TM There is renewed interest in the use of monoclonal antibody therapy in leukemia, especially with the antibody-drug conjugates, which use a monoclonal antibody to deliver a drug to a cancer cell. In addition, there are monoclonal antibodies that target antigens now recognized to be essential for tumor survival, such as programmed cell death protein 1 (PD-1). In lung cancer, the new monoclonal antibodies nivolumab (Opdivo, Bristol-Myers Squibb) and pembrolizumab (Keytruda, Merck) target PD-1.
H&O What toxicities are associated with monoclonal antibodies?
TM The primary toxicity is an allergic reaction because these proteins are foreign to the body. The most common reactions are a runny nose or a tickle in the throat. More severe reactions, such as bronchospasm, wheezing, and even full anaphylaxis, are theoretically possible. The toxicity profile of monoclonal antibodies is predictable. Adverse events occur almost exclusively with the first infusion. They can be mitigated through preparation and premedication. In my practice, before initiating treatment with daratumumab, we premedicate with a corticosteroid, a histamine-1 blocker, a histamine-2 blocker, and acetaminophen. We also administer montelukast prior to treatment with daratumumab, based on results from a study my colleagues and I presented at the 2016 American Society of Hematology (ASH) meeting. The rate of infusion reactions decreased from approximately 60% to approximately 40% when montelukast was administered 30 minutes before the infusion of daratumumab. This drop was based primarily on reductions in respiratory or gastrointestinal symptoms.
H&O Are there any other challenges to the use of monoclonal antibodies in patients with multiple myeloma?
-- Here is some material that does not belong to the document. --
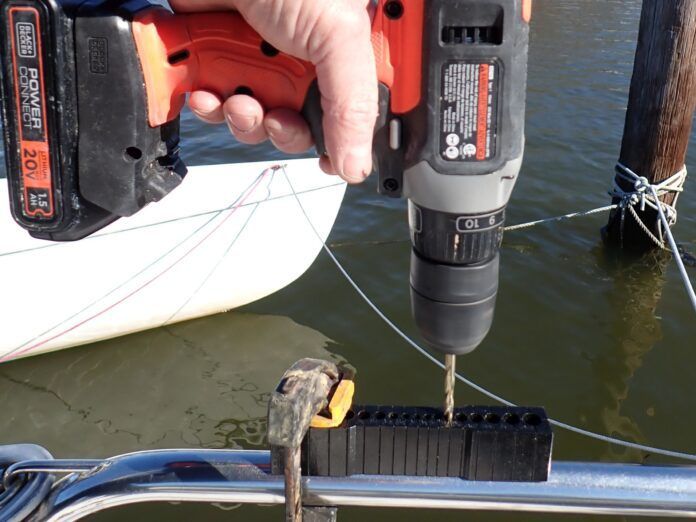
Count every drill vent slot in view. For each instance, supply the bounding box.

TM The administration of monoclonal antibodies requires very long infusions. Infusion of daratumumab can require that patients spend 9 hours in the clinic. This impacts the patient, who may already be tired by the travel involved in coming to and from the clinic. It also impacts the clinic by requiring the use of an infusion chair for the entire day. Various strategies attempt to address this time requirement. In some clinics, daratumumab is administered over 2 days. Sometimes patients are admitted to the hospital for their first dose. An abstract presented at the 2016 ASH meeting evaluated subcutaneous administration of daratumumab via a hyaluronidase-based proprietary mixture that reduces the infusion duration to as short as 30 to 45 minutes. Preliminary data were promising. The time needed for the infusion will likely decrease.
Another major challenge with monoclonal antibodies is that, like all other treatments in multiple myeloma, they are not curative. Patients do progress and relapse after treatment. The question then becomes, what is left for these patients? More therapies are needed.
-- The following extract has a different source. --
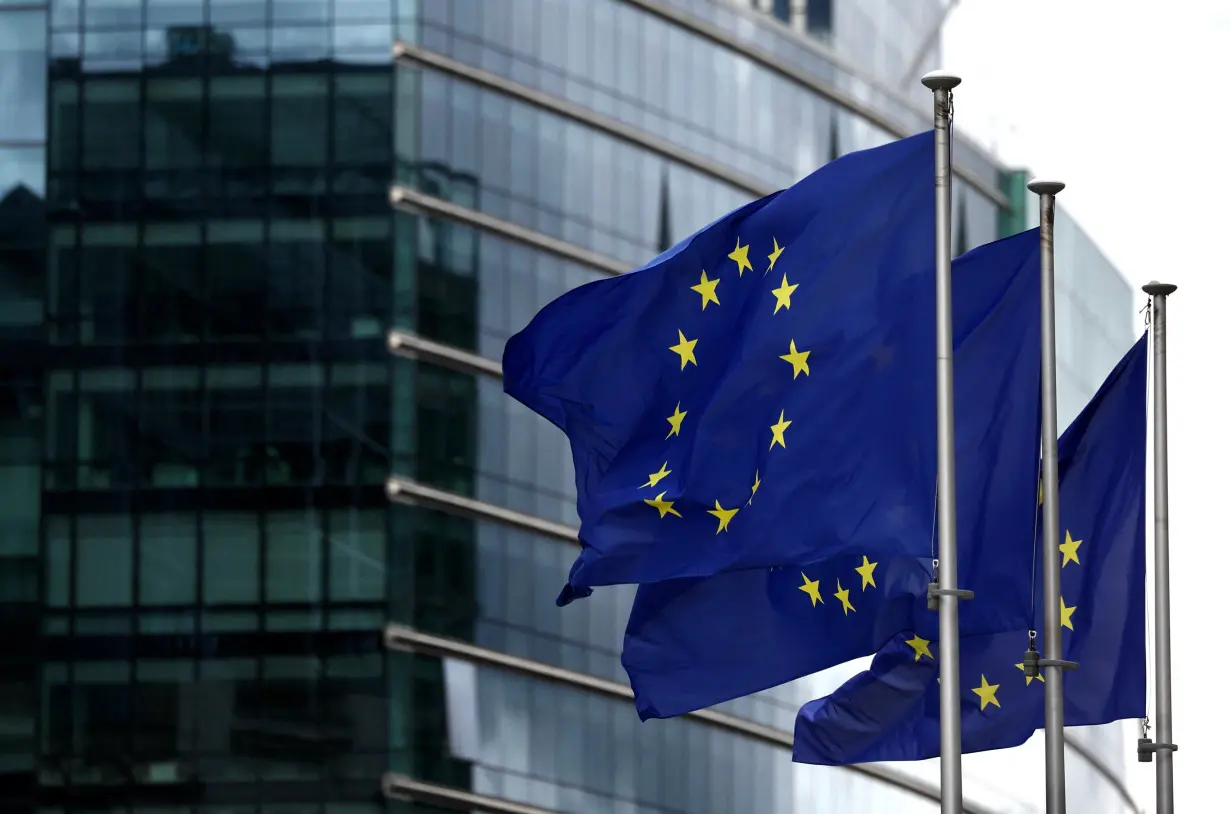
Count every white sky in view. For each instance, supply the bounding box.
[921,0,1230,812]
H&O How might the use of monoclonal antibodies evolve in these patients?
TM It is not yet known. The use of monoclonal antibodies is relatively new in multiple myeloma. In B-cell lymphoma, rituximab is added to nearly every chemotherapy regimen because it tends to enhance the response rate by approximately 10% to 15% and improves PFS. A comparable agent for multiple myeloma is lacking. Data show that the addition of a monoclonal antibody improves outcome with lenalidomide/dexamethasone and bortezomib/dexamethasone, but we do not yet know whether the monoclonal antibodies will combine well with standard 3-drug regimens, such as bortezomib, lenalidomide, and dexamethasone (VRD) or cyclophosphamide, bortezomib, and dexamethasone (CyBorD). We also still lack data showing the efficacy of monoclonal antibodies used in the frontline setting; clinical trials are currently underway to investigate.
In the future, daratumumab or elotuzumab might be added to all regimens until the patient cannot tolerate chemotherapy anymore, at which point daratumumab or elotuzumab could be used in a maintenance setting (like rituximab in follicular lymphoma). Another approach would be to administer monoclonal antibodies in conjunction with a defined course of chemotherapy. It is difficult at this time to speculate on how monoclonal antibodies will best be used.
Dr Mark has received research funding from Celgene, participates in an advisory board for Takeda, and is a consultant for Amgen.